当面は…というよりも、再会が果たされることはないと思った方がよさそうだ。少なくとも弥七くんがひとり立ちするまでは、母親が会いにくることもないだろう。身勝手な意見かも知れないけれど、明里さんや山南さんのように、芸事と学問に秀でた大人と暮らす方がよっぽど彼のためになるはずだ。

 

「しかし、ずいぶんと山南さんに懐いているみたいですね。」

 

思ったままを口にしたのに過ぎないが、山南さんは意外そうな目で私を見た。

 

「他人の目を通してだとそう見えるのかな? 懐いているというよりは、恩義を感じていると言った方が正しいだろう。

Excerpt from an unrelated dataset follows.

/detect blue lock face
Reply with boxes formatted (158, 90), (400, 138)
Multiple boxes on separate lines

明里と相性がいいみたいでね。健気な弥七に、彼女はもう夢中さ。たまに忘れられているのではないかと思う時があるよ。」

「山南さんも、すっかり父親の顔ですね。」

「そうだろう。男なんて、そんなものさ。守るものができると、心までふくよかになる。家族というのは、いいものだよ。沖田くんもどうだい?」

 

突然そんなことを勧められて、思わず私は腰を浮かせていた。続けざまに顔が火照り出す。

 

「私にはまだ早いですよ。それに、彼女は太夫になったばかりですし。」

「子どもができれば、しばらく休むことはできるんじゃないのか?」

「こ、子どもですか!?」

 

(それは飛躍しすぎですよ!)

 

心の中で悲鳴を上げ、にこやかに笑う山南さんを見る。からかうつもりで言ったのなら、子どもという具体的な話にはならなかったはずだ。山南さんは本気で勧めているのだろうか。

 

「何をそんなに驚いているんだよ。君だって、いつかはそうするんだろう?」

「ええ…まぁ、考えなくもないですけど…」

 

(私と星さんの子ども…)

 

祝言すら挙げていないのに、子どもを持つことを夢想するのは、早すぎやしないだろうか。

 

(今はまだ考えられないけど、いずれはそうなるといいな…)

 

そんな将来像を思い描いていると、自然と頬がゆるみ、だらしのない顔になっていく自分がいた。ふやけそうになる己に喝を入れるため、両手でぱちっと頬を叩く。

 

「子どもができたら、私にも報せてくれよ?」

 

茶目っ気たっぷりに笑う山南さんは、沸騰して音を立てる竃の方へ降りていった。